Some contradictory statements here, well ish, will or won't there be a small car?
Tonrichard 15 May 2021

I am rather hoping that Audi will make a VW ID.3 derivative. Not all of us need or want a Crossover or SUV and speaking personally I like small cars but without having to forgo premium quality. I am going to face a real quandary when the time comes to replace my BMW i3s - which BMW have already said will not be directly replaced (the iX1 apparently will be the answer). Sadly it appears that VW have skimped on quality with the ID.3 - although the Golf and A3 have also not been immune to the cost accountants. It just seems strange to me when roads are becoming more congested and we are all told that we should reduce our energy consumption that there are so few premium build smallish cars. 

albert fig 15 May 2021

Great lesson for students in deflection and generalisation answers Mr Duesmann! 

No information on EV costs. I was hoping to get an idea of the cost comparison between say a Q3 petrol and electric. 
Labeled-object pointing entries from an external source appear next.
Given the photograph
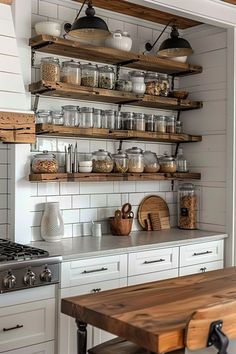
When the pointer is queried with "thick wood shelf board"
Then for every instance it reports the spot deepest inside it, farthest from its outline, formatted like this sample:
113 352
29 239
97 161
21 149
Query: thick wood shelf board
17 127
61 130
59 89
75 49
143 12
95 177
Actually no real info on anything, apart from what we all know is that the Euro rubbish 7 or whatever does nothing in real terms apart from cost manufacturers more and probably more rare resources to get to the .00001% of something. What we do know though is that western governments are bending over to receive anything that may signal virtuousness, while in Africa, Indonesia, South America, Russia they struggle just to get the fuel to power some ancient vehicle that their livelihood depends on. (rant over!)